精神科医が持つ発達障害の疑問にダイレクトに答える書
書評者: 広沢 正孝 (順天堂大大学院教授・精神保健学)
 近年,成人の精神科医療の現場では,発達障害を持つ患者に出会う機会が多い。そればかりではない。大学のキャンパスや職場においても,発達障害者と思われる人たちへの対応に苦慮しているスタッフの声をよく聞く。主に成人を対象としてきた一般の精神科医も,もはや発達障害の概念なしに診療を行うことが困難になってきているのであろう。本書の著者の一人である宮岡等氏は,この状況を幕末の「黒船来航」に例えている。それほどまでに,(成人の)精神科医にとって発達障害は忽然と現れ,対応を迫られても,その具体的なイメージが浮かびにくい対象なのかもしれない。

 本書は,発達障害に戸惑いを覚えている精神科医や医療関係者の立たされた状況をくんで編集されたものである。どうしても発達障害に対して不安や苦手意識をぬぐいきれない精神科医(医療関係者)には,どのように「黒船」に対する自身の臨床のスタンスを構築し直せばよいのかといった,そもそもの視点を教えてくれる。この点が,既存の「大人の発達障害」をめぐる書籍や雑誌との大きな相違であるといえよう。

 本書は,宮岡氏が,成人の精神科医,および若き臨床医を育成する教育者の視点から,成人の発達障害者に出会ったときの戸惑いを,児童精神科医である内山登紀夫氏にぶつけながら,発達障害[主に自閉症スペクトラム障害(ASD)]に関する「頭の整理」をしていく形で,展開されている。第1章の「なぜ大人の発達障害なのか」に続く第2章「知っておきたい発達障害の基礎知識」では,ASDの診療に臨む際にわれわれがおさえておきたいポイントが,わかりやすく示されている。とくに成人の精神科外来の中にも,相当数のASD者が含まれている可能性があるという指摘は,日常臨床場面で「発達障害をみる眼」を持つことの重要性を喚起してくれる。

 第3章の「診断の話」では,ASDの診断に当たってのポイントが具体的に示されている。まずは,常にわれわれが「社会性,コミュニケーション,イマジネーションの障害」というASDの三つ組みの症状に加え,感覚過敏に注意を払って患者に向かう姿勢を持つこと,さらには統合失調症にしろ気分障害にしろ,典型的な症状,状態像,経過でなければASDを疑う目を持つこと,そのためにも操作的診断を超えた臨床力を身につけておくこと(特に若い医師の場合)が強調されている。その上でこの章では,統合失調症,うつ病,双極性障害,境界性パーソナリティ障害,強迫性障害,身体表現性障害との具体的な異同が述べられ,ASDを疑う際の具体的なポイントがわかりやすく語られている。なお,この章で興味深い著者らの議論は,精神科診断に当たって,外因,内因,心因に加え発達障害因という第4の軸を持つ必要性の指摘であろう。また発達障害においては,たとえ似た症状であっても,従来の症状論をそのまま用いることが必ずしも適切とはいえないという見解は,さらなる議論が期待される精神医学の課題ともいえよう。

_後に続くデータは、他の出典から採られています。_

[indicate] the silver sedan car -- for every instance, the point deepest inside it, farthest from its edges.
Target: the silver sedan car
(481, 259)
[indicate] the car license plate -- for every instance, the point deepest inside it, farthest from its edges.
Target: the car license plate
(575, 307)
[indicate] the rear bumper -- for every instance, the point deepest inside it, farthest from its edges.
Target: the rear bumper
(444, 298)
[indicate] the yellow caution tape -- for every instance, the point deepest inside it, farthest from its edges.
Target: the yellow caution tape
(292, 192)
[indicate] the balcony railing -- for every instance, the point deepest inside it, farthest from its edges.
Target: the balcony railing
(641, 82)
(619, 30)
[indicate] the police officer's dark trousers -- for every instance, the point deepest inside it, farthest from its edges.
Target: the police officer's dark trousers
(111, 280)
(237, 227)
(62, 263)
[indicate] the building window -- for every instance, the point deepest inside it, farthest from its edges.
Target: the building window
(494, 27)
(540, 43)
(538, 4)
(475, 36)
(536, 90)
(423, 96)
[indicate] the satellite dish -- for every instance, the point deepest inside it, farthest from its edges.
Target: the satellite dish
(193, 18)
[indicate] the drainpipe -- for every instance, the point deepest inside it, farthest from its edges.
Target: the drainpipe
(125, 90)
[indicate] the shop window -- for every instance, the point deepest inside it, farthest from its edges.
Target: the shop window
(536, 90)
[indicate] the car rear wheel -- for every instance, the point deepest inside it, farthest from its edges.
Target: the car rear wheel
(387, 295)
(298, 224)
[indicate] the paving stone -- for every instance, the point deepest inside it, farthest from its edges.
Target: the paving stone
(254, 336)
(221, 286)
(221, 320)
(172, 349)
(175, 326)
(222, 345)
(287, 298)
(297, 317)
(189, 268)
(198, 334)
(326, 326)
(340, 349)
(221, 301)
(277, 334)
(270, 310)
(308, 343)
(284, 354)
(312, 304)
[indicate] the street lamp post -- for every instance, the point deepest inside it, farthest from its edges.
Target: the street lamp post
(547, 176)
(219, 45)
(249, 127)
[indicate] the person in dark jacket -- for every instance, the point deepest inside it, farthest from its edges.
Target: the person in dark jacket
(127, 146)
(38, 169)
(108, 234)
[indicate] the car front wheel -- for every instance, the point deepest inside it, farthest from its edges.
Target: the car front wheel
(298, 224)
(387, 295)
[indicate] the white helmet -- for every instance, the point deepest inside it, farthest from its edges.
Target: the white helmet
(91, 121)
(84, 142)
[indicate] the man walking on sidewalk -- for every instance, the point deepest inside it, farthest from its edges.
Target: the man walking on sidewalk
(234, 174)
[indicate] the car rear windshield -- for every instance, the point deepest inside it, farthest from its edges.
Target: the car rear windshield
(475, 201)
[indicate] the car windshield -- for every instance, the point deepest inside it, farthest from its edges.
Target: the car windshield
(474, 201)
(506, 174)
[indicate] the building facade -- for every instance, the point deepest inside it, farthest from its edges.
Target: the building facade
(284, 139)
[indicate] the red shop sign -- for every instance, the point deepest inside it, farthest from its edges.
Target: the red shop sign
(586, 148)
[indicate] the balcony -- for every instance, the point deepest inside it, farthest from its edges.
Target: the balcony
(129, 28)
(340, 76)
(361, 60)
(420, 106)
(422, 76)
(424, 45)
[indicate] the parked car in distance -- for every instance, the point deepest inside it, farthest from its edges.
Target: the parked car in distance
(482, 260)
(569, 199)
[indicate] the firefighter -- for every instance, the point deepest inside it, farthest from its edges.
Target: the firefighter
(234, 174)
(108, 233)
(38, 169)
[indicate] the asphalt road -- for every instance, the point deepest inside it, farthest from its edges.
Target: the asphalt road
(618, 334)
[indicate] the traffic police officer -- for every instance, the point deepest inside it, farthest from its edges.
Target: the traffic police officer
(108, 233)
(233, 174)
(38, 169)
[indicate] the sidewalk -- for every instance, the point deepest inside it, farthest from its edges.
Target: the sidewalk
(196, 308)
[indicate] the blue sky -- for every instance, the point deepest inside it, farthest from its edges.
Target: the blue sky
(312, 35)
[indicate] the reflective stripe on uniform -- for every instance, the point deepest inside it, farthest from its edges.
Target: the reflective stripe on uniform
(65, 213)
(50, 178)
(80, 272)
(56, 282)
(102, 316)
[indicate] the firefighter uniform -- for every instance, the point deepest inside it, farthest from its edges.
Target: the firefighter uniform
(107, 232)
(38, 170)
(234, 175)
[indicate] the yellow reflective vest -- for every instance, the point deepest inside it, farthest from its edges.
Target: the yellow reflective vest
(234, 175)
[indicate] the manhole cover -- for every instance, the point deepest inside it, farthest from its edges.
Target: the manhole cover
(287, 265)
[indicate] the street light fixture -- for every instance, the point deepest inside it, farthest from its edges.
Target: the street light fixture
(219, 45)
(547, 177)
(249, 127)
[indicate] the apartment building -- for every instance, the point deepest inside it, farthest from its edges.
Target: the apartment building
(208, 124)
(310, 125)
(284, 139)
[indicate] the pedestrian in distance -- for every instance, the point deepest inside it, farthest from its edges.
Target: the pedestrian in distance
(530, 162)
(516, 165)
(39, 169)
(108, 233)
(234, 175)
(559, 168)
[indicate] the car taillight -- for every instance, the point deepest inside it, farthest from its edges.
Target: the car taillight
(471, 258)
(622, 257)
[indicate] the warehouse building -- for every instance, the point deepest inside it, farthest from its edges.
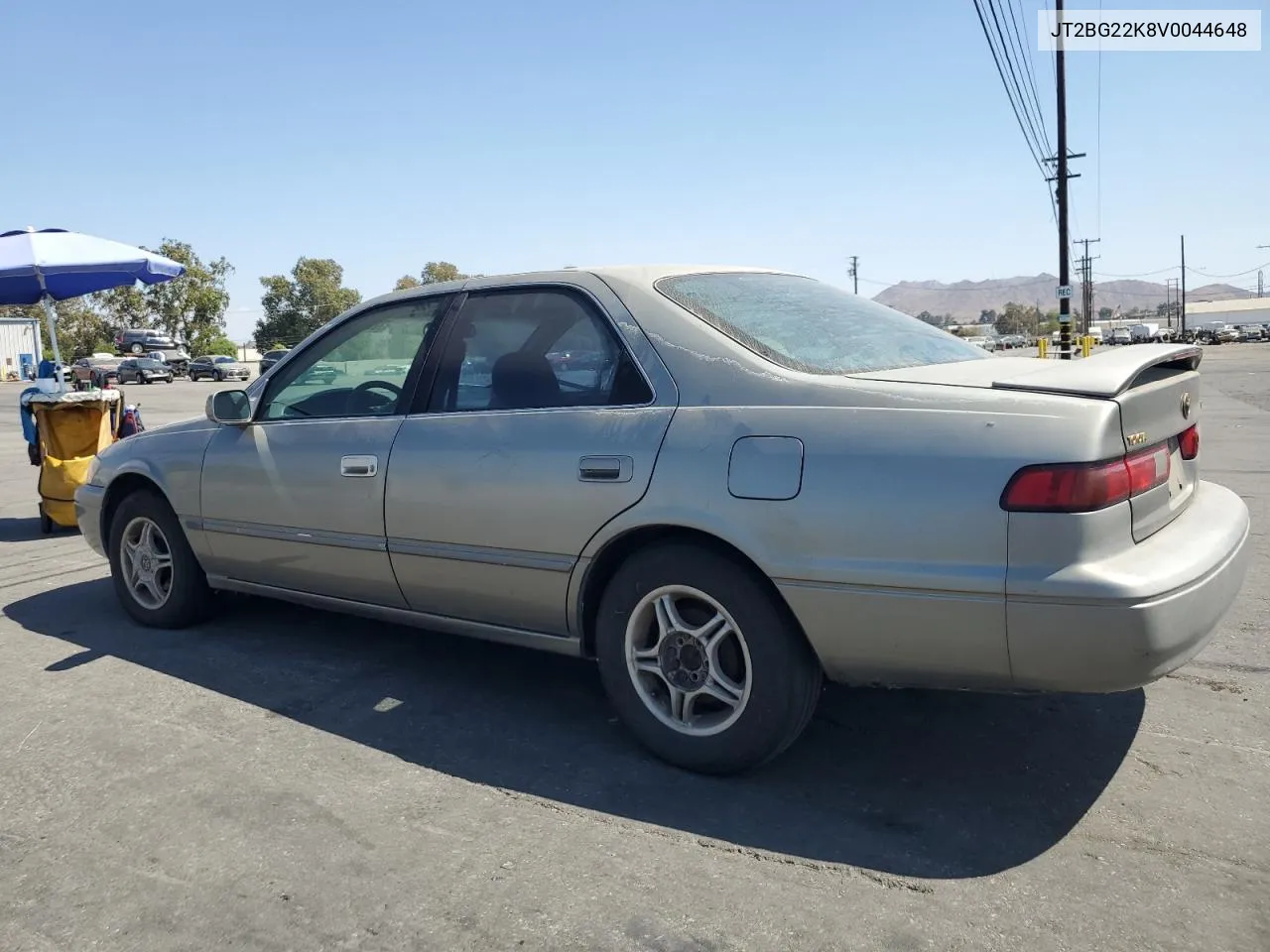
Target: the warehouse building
(19, 347)
(1247, 309)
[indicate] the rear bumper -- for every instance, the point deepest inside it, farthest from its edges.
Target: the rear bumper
(87, 515)
(1141, 613)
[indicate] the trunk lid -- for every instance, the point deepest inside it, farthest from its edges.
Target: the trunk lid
(1156, 388)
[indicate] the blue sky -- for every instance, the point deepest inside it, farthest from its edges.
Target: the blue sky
(507, 136)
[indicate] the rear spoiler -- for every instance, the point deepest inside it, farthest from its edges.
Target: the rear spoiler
(1106, 375)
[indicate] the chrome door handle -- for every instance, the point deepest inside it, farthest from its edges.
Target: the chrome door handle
(358, 465)
(606, 468)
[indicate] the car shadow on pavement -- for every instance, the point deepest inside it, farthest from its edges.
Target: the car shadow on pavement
(931, 784)
(27, 529)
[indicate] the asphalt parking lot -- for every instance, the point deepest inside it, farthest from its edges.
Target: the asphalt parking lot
(284, 779)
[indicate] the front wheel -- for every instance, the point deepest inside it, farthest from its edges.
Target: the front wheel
(157, 576)
(702, 662)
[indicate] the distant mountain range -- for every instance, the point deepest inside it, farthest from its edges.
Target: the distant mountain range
(964, 299)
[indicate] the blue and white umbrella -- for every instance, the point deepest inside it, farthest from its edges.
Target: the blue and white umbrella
(54, 264)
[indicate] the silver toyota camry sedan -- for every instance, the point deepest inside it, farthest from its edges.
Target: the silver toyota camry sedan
(724, 485)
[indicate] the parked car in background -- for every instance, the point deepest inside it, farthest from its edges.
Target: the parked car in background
(325, 373)
(218, 368)
(137, 341)
(271, 358)
(748, 497)
(178, 366)
(144, 370)
(95, 371)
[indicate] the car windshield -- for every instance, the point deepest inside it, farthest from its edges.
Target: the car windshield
(811, 326)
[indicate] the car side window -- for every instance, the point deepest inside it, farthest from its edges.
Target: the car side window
(357, 370)
(531, 349)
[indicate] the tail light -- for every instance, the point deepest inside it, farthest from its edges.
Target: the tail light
(1086, 488)
(1188, 442)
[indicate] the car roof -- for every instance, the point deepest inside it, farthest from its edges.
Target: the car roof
(638, 275)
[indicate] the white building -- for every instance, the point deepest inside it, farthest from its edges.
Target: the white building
(1247, 309)
(19, 345)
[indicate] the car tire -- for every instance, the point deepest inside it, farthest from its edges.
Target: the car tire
(173, 595)
(762, 662)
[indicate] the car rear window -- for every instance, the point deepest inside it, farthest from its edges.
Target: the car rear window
(812, 326)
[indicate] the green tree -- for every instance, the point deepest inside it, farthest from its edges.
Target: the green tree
(218, 347)
(298, 304)
(191, 307)
(81, 327)
(437, 272)
(125, 307)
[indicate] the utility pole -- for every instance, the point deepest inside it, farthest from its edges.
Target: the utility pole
(1182, 304)
(1061, 177)
(1087, 281)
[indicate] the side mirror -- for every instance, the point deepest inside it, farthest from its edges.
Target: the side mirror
(230, 407)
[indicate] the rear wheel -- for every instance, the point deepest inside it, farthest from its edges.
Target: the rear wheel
(157, 576)
(702, 664)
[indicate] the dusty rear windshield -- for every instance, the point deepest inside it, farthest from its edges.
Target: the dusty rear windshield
(812, 326)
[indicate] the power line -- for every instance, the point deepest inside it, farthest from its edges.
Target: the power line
(1237, 275)
(1028, 67)
(1098, 140)
(1143, 275)
(1040, 140)
(1001, 73)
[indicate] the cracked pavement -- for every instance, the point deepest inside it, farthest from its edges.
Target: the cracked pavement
(286, 779)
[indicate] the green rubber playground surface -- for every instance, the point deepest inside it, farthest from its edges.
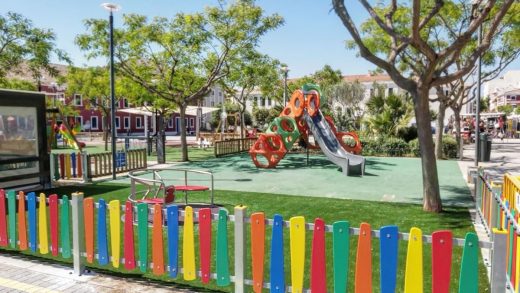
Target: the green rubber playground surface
(386, 179)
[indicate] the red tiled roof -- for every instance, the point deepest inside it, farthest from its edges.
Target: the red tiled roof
(367, 77)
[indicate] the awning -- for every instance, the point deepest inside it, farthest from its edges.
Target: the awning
(190, 110)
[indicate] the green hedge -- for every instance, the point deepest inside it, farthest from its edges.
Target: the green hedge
(396, 147)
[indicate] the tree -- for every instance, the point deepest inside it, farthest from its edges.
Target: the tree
(250, 71)
(23, 44)
(503, 50)
(346, 99)
(398, 39)
(178, 60)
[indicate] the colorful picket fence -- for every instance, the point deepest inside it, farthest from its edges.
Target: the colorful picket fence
(498, 206)
(84, 166)
(103, 233)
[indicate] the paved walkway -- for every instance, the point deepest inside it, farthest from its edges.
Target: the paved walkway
(505, 157)
(20, 274)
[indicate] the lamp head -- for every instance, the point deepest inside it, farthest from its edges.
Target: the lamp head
(111, 7)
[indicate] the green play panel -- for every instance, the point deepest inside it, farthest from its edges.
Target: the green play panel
(386, 179)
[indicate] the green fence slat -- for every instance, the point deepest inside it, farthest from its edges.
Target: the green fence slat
(11, 201)
(468, 282)
(142, 235)
(340, 251)
(511, 244)
(65, 227)
(222, 250)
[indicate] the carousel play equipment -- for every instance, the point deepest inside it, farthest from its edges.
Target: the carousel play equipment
(302, 118)
(163, 185)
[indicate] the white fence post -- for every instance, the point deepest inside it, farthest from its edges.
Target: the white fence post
(240, 248)
(78, 234)
(498, 261)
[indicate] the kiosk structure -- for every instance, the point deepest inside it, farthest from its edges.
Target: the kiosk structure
(24, 158)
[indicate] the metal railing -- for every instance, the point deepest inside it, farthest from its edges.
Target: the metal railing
(157, 184)
(233, 146)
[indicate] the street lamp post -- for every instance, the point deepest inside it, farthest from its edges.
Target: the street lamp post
(223, 117)
(476, 11)
(285, 71)
(111, 8)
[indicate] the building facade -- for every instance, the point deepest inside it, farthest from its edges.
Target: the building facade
(504, 90)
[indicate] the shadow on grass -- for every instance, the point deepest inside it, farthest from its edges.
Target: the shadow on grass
(89, 189)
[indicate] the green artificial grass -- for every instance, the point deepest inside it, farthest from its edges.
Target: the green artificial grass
(377, 214)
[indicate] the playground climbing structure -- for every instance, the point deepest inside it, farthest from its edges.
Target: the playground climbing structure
(302, 118)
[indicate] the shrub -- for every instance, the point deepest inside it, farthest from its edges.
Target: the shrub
(449, 147)
(408, 133)
(384, 146)
(395, 147)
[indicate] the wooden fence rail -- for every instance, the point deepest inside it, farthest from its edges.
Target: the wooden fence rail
(233, 146)
(84, 166)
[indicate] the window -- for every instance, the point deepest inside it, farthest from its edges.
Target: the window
(126, 122)
(78, 120)
(77, 100)
(94, 123)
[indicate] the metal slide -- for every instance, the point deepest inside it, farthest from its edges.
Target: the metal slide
(331, 147)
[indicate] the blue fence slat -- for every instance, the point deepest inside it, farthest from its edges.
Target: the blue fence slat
(102, 233)
(172, 213)
(73, 164)
(31, 206)
(277, 261)
(388, 245)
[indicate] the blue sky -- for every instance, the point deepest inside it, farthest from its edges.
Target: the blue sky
(311, 37)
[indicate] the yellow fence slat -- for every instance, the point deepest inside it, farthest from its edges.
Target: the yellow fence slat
(188, 246)
(114, 209)
(42, 225)
(297, 242)
(413, 280)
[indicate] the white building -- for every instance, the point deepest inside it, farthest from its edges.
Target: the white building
(504, 90)
(261, 102)
(384, 80)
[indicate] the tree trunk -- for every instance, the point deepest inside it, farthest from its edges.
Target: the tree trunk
(431, 195)
(440, 130)
(184, 143)
(458, 133)
(161, 140)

 第4章の「治療とケア―どう捉え,どうするべきか」では,ASD者が呈する症状の心理学的な意味を探るよりも,第一に環境調整を考え,たとえ心理的な意味を考えるにしても,ASD者の視点に立った実践的な意味を捉えることが,治療とケアに重要であると述べられている。本文では,その具体的な例も織り交ぜられ,例えば同じうつでも,発達障害の人たちの呈するうつの場合,「休みましょう」は彼らの混乱を招きかねず,具体的な期間などを明確に示す必要があることなどが示されている。

 第5章「ADHDと学習障害」では,ここまでASDで触れてきた事柄が,ADHDと学習障害に関連しても討論されている。

 繰り返しになるが,本書では成人の精神科医が確かめたかった疑問が,宮岡氏からダイレクトに発せられ,それを児童精神科医である内山氏がわかりやすく解説してくれている。何よりもそのやりとり自体に,これまで抱いてきた発達障害に取り組む際の不安を払拭する契機をつかめる読者もいるのではないかと思う。その意味で本書の構成スタイルには,発達障害に戸惑っている精神医療の専門家に対する「優しい眼差し」が感じられる。